A mais recente fronteira vitivinícola de Santa Catarina é a região de altitude do Planalto Serrano. Em seus vinhedos predominam variedades Vitis vinífera, para produção exclusiva de vinhos finos, plantadas entre 900 e 1.400 metros de altitude. Diferente das regiões tradicionais, onde a vitivinicultura se desenvolveu em função da imigração italiana, no planalto catarinense foi baseada em pesquisas científicas, investimento de empreendedores e apoio técnico especializado.

Até a implantação de vinhedos no final do século 20, a região do planalto catarinense tinha na agropecuária e no extrativismo vegetal as principais atividades econômicas. Se compararmos com o Rio Grande do Sul, em Santa Catarina a produção de vinhos finos teve um despontar mais tardio. Percebendo o diferencial das condições edafoclimáticas da região, a partir da década de 1970 o governo de Santa Catarina passou a apoiar iniciativas para o cultivo de espécies de clima temperado, como as videiras, por meio do Programa de Fruticultura de Clima Temperado (Profit). Embora o Profit tenha contribuído para o interesse dos produtores no cultivo de variedades europeias, foi na década de 1990 e 2000 que o cultivo dessas variedades foi impulsionado pelo incentivo governamental e investimentos privados.

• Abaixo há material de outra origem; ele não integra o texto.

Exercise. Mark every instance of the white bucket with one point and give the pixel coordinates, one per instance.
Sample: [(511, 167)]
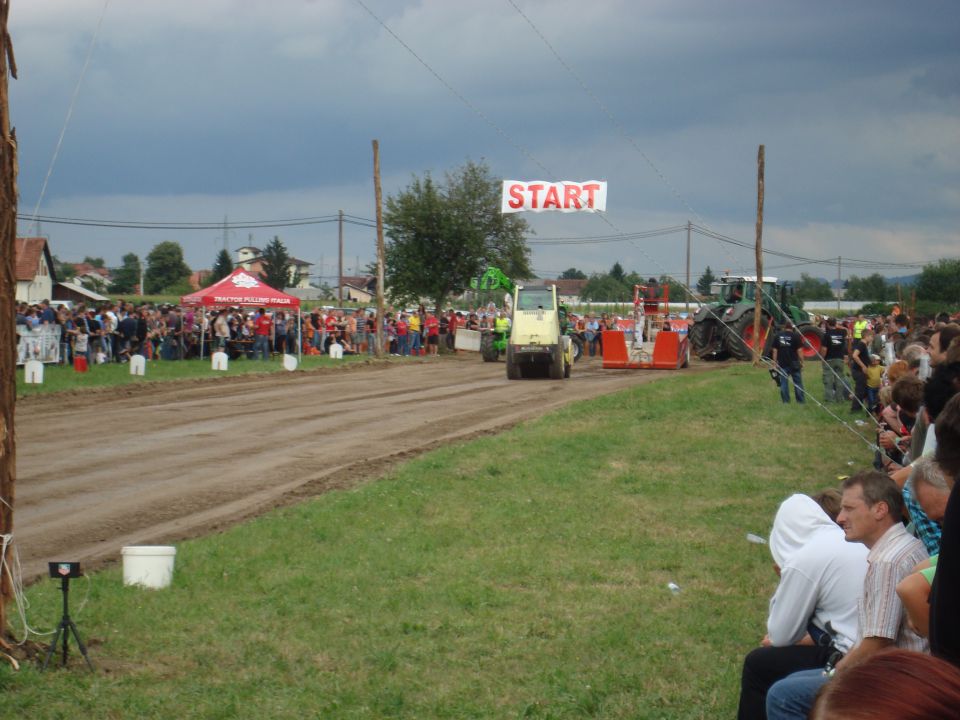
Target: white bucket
[(148, 565)]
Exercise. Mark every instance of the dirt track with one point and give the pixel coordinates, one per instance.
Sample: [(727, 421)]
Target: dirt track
[(164, 462)]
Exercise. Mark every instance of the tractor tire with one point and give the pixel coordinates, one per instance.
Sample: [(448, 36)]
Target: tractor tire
[(813, 341), (487, 348), (577, 347), (740, 339), (698, 336), (513, 367), (557, 363)]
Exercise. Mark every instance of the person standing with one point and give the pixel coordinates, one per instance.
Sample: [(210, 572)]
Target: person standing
[(787, 356), (834, 351), (432, 327), (262, 325), (859, 360)]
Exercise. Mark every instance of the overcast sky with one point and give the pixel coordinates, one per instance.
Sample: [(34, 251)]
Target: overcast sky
[(190, 111)]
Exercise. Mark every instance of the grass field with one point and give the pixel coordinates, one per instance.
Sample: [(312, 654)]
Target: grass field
[(519, 576)]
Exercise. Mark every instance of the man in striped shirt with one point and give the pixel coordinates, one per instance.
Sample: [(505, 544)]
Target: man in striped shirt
[(871, 513)]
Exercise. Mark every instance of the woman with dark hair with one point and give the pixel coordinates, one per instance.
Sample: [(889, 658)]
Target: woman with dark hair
[(893, 685)]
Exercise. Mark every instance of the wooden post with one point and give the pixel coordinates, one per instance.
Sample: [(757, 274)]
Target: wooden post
[(380, 250), (340, 263), (758, 302), (688, 268), (8, 330)]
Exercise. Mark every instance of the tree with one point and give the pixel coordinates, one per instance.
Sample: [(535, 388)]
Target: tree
[(873, 287), (127, 276), (276, 265), (442, 236), (811, 288), (705, 281), (222, 266), (63, 271), (940, 282), (165, 267)]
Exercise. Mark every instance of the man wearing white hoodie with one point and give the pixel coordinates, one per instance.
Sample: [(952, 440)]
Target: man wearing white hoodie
[(813, 613)]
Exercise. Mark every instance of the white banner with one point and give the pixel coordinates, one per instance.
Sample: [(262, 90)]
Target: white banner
[(564, 196)]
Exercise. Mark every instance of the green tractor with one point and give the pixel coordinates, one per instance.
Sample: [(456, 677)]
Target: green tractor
[(493, 344), (725, 328)]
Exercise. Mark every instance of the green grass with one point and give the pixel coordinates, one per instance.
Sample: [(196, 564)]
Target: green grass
[(518, 576), (61, 378)]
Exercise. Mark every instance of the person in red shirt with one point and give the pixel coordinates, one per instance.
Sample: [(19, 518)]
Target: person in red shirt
[(432, 326), (262, 326), (402, 335)]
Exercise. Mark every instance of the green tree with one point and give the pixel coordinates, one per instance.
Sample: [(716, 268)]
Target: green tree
[(127, 276), (442, 236), (603, 287), (705, 281), (276, 265), (811, 288), (940, 282), (222, 266), (63, 271), (872, 288), (165, 267)]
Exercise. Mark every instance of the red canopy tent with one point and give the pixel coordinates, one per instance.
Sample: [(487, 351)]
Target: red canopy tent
[(241, 289)]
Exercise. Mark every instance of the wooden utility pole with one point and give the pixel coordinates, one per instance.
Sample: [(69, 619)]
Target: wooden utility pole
[(8, 330), (758, 294), (340, 265), (688, 267), (380, 251)]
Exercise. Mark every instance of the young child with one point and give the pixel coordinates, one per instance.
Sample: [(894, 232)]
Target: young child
[(874, 380)]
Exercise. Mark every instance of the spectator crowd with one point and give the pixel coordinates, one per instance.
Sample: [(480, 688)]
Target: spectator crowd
[(865, 619)]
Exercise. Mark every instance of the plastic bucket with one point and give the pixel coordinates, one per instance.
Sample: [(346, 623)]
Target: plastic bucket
[(148, 565)]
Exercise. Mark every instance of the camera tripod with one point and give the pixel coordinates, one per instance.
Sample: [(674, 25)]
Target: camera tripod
[(66, 626)]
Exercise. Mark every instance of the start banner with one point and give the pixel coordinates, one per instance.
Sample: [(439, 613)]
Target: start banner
[(563, 196)]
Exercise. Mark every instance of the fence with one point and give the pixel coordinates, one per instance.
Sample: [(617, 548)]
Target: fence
[(41, 343)]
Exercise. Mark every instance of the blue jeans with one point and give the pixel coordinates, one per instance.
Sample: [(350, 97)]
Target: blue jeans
[(785, 377), (261, 344), (792, 698)]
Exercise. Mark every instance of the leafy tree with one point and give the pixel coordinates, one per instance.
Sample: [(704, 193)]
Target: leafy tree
[(678, 293), (165, 267), (940, 282), (127, 276), (64, 271), (873, 288), (442, 236), (222, 266), (705, 281), (276, 265), (811, 288), (603, 287)]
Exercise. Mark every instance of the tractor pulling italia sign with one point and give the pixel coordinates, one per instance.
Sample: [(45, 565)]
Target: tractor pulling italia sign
[(563, 196)]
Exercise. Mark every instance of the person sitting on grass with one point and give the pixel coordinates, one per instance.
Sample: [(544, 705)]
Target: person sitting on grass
[(813, 613), (872, 514)]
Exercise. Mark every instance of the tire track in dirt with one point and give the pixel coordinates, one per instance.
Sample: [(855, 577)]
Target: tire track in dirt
[(164, 462)]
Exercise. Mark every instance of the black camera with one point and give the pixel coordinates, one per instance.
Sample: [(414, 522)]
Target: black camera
[(65, 569)]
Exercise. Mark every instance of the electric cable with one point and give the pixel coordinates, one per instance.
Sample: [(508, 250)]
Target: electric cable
[(66, 122)]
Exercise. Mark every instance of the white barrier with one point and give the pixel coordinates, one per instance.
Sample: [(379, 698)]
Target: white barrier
[(41, 343)]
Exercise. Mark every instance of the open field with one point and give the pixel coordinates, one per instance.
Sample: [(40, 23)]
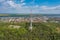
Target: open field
[(20, 31)]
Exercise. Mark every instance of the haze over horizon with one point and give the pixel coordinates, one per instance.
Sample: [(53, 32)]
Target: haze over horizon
[(25, 6)]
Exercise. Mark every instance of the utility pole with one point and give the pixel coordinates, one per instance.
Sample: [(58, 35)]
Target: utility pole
[(31, 20)]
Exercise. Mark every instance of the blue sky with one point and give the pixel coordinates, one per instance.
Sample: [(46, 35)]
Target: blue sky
[(25, 6)]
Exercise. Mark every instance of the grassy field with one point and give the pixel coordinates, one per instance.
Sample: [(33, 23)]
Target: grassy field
[(40, 31)]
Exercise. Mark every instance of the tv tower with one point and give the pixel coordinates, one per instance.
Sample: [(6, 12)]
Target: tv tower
[(31, 20)]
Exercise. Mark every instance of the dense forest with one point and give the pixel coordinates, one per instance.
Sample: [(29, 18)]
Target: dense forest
[(40, 31)]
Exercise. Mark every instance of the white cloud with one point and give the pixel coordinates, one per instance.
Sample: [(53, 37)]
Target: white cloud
[(20, 8)]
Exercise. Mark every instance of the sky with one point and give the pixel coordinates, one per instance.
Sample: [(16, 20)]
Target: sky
[(30, 6)]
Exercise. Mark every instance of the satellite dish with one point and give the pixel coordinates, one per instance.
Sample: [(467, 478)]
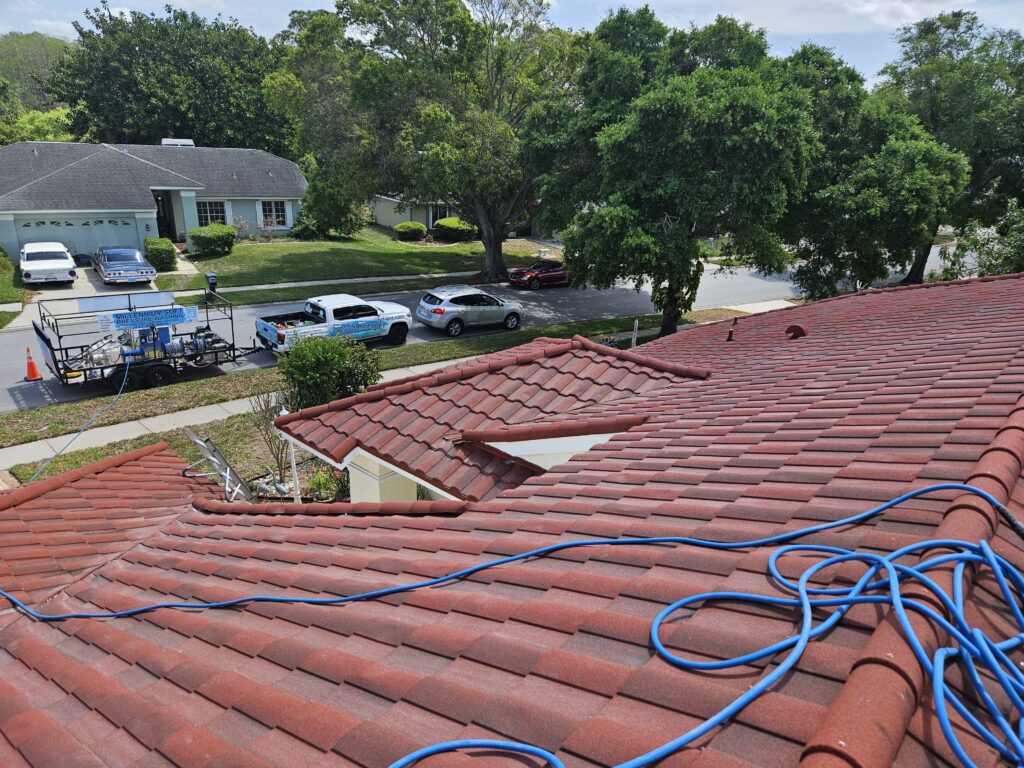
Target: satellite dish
[(217, 465)]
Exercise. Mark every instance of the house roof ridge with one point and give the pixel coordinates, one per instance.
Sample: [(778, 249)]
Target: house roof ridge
[(544, 430), (39, 487), (126, 153), (886, 682), (383, 509), (443, 376), (448, 376), (55, 171), (677, 369)]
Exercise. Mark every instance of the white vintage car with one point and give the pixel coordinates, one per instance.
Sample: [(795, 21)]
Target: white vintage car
[(46, 262)]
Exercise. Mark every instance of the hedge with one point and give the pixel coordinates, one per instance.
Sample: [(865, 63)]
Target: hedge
[(454, 229), (410, 230), (213, 240), (161, 253)]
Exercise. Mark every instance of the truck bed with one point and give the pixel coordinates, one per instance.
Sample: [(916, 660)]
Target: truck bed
[(295, 318)]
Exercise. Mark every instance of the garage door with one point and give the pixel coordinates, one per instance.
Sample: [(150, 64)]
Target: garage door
[(80, 233)]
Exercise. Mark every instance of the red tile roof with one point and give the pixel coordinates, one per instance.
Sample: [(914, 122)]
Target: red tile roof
[(887, 392), (415, 423), (54, 531)]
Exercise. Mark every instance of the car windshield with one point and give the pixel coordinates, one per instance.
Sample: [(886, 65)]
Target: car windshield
[(123, 257)]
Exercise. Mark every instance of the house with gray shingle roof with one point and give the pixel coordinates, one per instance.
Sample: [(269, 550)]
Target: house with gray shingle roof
[(88, 196)]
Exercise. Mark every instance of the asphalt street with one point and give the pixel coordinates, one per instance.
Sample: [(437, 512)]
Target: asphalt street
[(541, 308)]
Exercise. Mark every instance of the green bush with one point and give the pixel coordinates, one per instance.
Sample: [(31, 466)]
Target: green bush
[(454, 229), (213, 240), (161, 253), (410, 230), (321, 369)]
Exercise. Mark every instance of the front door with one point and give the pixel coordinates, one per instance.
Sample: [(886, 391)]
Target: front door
[(165, 215)]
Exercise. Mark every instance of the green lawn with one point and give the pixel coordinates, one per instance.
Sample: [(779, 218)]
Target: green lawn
[(236, 436), (301, 293), (372, 253), (49, 421)]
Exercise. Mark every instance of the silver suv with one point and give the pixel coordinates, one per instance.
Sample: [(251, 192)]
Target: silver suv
[(451, 308)]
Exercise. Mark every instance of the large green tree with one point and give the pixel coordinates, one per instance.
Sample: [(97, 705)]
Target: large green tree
[(426, 99), (713, 153), (26, 60), (878, 189), (138, 78), (966, 84)]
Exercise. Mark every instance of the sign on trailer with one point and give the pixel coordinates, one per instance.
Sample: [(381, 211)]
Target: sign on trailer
[(143, 318)]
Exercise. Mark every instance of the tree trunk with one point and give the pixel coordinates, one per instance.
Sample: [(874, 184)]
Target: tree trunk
[(916, 273), (494, 259), (670, 313)]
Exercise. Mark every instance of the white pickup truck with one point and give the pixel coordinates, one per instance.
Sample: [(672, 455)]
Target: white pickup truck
[(338, 314)]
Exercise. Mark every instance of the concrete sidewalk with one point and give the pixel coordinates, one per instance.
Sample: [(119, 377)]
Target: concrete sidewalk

A paisagem bucólica dos vinhedos é o principal elemento que os turistas associam ao vinho. Desse modo, transformações espaciais que levem à descaracterização dessa paisagem vitícola poderão ocasionar a perda da representação simbólica para os moradores locais, turistas e consumidores dos seus vinhos alhures. Podemos inferir a necessidade simbólica e mercadológica da preservação dos remanescentes dos campos nativos e das florestas de araucárias, bem como a harmonia espacial e ambiental entre os cultivares exóticos (videiras) e os seres vivos nativos da região (fauna e flora).

Tratando-se de terroirs recentíssimos no mundo do vinho, o Brasil precisa (re)conhecer seu passado de ocupação e usos da terra, para compreender a importância atual e futura dos recursos naturais e vislumbrar a sustentabilidade nesses espaços através, quiçá, do enoturismo.